存储 600,000 个数据对性能的影响同一文件夹中的图像 (NTFS)
我需要在使用 NTFS 的 Web 服务器上存储大约 600,000 个图像。将图像存储在子文件夹中的 20,000 个图像块中是否会更好? (Windows Server 2008)
我担心图像检索期间会产生操作系统开销
I need to store about 600,000 images on a web server that uses NTFS. Am I better off storing images in 20,000-image chunks in subfolders? (Windows Server 2008)
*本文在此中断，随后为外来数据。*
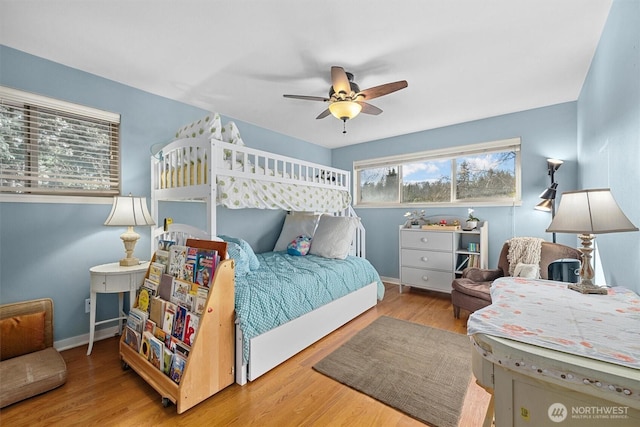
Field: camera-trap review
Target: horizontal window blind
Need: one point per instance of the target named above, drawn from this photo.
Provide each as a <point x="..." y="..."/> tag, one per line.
<point x="54" y="147"/>
<point x="512" y="144"/>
I'm concerned about incurring operating system overhead during image retrieval
如果你对这篇内容有疑问,欢迎到本站社区发帖提问 参与讨论,获取更多帮助,或者扫码二维码加入 Web 技术交流群。
绑定邮箱获取回复消息
由于您还没有绑定你的真实邮箱,如果其他用户或者作者回复了您的评论,将不能在第一时间通知您!
发布评论
评论(3)
大胆试试吧。只要您有一个外部索引并且有每个文件的直接文件路径而不列出目录的内容,那么就可以了。
我有一个大小超过 500 GB 的文件夹,其中包含超过 400 万个文件夹(其中有更多文件夹和文件)。我总共有大约 1000 万个文件。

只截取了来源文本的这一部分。